🚀 Key Takeaways:
- AI can enhance, not replace, teachers.
- Human mentors drive curiosity, grit, and empathy.
- Maker education builds real-world problem solvers.
- Teaching with AI means adapting, not competing.
 
											AI in education Malaysia
By the time Zhi Xiong first stepped into a high-need school as a Teach For Malaysia Fellow, he already knew the traditional classroom model needed a shake-up. What he didn’t expect was how a few open-source gadgets like Raspberry Pi, Arduino, and a dash of Python would light up his students’ minds far more than any textbook ever could.
“I noticed that many students were disengaged in traditional lessons,” Zhi says. “But every time I brought them to the computer lab, it was a complete 180. Their eyes lit up. They got excited to learn. And when I handed them these ‘toys,’ they figured it out themselves, with barely any help from me.”
That was his first real glimpse into the power of agency in learning, and the seed that would later grow into Chumbaka, the social enterprise he co-founded to bridge technology and education in underserved communities.
“One student even told me, ‘I have to force myself to learn better English just so I can Google the right things.’ That’s when I realized: this wasn’t just coding. It was empowerment.”

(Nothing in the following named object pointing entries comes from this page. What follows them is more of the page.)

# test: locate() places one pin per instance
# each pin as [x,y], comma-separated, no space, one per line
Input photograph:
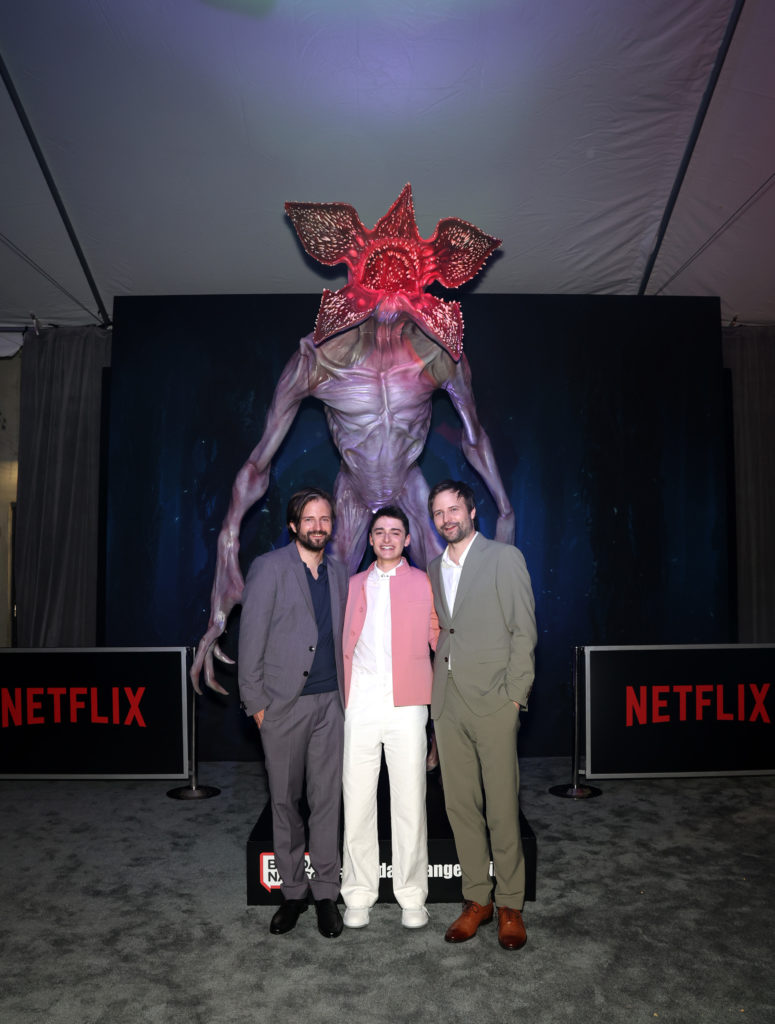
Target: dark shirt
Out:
[323,675]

Teaching With, Not Against, AI in Malaysian Classrooms
Of course, Chumbaka students use AI. Zhi’s team even coined the term “vibe coder”; someone who over-relies on AI-generated suggestions without fully understanding the code.
“It becomes a teachable moment,” Zhi shares. “If the code doesn’t work, that’s a good thing. It pushes students to think critically, to problem-solve. Real engineers don’t just copy — they navigate, they adapt.”

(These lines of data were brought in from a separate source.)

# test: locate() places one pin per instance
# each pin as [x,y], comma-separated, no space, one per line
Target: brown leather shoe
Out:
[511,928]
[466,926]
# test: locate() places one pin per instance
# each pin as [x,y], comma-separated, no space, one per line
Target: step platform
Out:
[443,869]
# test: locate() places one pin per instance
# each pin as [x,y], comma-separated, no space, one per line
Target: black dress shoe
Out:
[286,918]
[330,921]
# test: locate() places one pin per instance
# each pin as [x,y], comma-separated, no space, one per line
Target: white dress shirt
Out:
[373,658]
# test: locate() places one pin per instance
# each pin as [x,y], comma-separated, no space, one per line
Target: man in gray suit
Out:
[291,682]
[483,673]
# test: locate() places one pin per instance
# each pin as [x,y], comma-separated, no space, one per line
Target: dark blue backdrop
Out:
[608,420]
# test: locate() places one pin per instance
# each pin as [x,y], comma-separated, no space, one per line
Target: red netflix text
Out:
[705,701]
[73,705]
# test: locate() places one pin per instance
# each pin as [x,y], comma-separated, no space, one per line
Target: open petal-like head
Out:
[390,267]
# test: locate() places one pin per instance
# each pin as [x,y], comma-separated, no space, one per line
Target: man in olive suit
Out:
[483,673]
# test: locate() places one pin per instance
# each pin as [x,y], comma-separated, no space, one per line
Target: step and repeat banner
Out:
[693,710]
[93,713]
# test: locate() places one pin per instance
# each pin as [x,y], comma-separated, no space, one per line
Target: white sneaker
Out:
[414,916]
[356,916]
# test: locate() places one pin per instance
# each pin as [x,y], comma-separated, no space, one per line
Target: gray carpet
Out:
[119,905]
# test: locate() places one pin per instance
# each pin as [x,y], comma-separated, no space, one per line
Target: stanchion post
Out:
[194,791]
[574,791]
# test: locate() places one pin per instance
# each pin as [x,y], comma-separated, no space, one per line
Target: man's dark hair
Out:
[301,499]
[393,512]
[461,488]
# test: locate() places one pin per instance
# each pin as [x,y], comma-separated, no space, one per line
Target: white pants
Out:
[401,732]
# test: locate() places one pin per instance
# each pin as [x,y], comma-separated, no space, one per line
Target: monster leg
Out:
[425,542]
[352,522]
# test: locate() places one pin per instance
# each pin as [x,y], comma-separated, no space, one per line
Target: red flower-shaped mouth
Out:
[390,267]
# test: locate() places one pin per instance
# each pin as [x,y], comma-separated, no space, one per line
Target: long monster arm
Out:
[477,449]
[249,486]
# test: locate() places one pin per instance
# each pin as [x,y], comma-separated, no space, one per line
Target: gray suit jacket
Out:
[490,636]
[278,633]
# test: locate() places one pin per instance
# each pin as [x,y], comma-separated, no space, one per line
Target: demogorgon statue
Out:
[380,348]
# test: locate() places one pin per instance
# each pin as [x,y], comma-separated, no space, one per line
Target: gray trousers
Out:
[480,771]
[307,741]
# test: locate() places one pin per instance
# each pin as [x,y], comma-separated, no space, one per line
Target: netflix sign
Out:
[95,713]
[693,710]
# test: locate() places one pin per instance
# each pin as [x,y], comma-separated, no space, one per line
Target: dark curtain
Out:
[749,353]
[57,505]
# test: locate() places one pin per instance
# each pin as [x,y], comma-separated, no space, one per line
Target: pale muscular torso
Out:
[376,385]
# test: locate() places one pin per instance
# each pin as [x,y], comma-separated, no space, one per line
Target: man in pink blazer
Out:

To him, AI is not a threat or hype wave, it’s the fifth wave of the industrial revolution. “We can’t ignore it. The question is, how do we adapt?”
 
											Rethinking Teacher Training - Role of Teachers in AI Era
If Zhi could redesign teacher training for this new world, his focus wouldn’t be on content or tech mastery.
“I’d teach curiosity and adaptability. There’s this fear among teachers that they have to master everything before teaching it. But in this age, teachers aren’t the sole holders of knowledge. They’re mentors, facilitators, guides.”
And that’s liberating, not just for teachers who aren’t tech-savvy, but for students who get to lead their own learning.
“The most powerful thing a teacher can say today is: ‘I don’t know this either. Let’s learn it together.’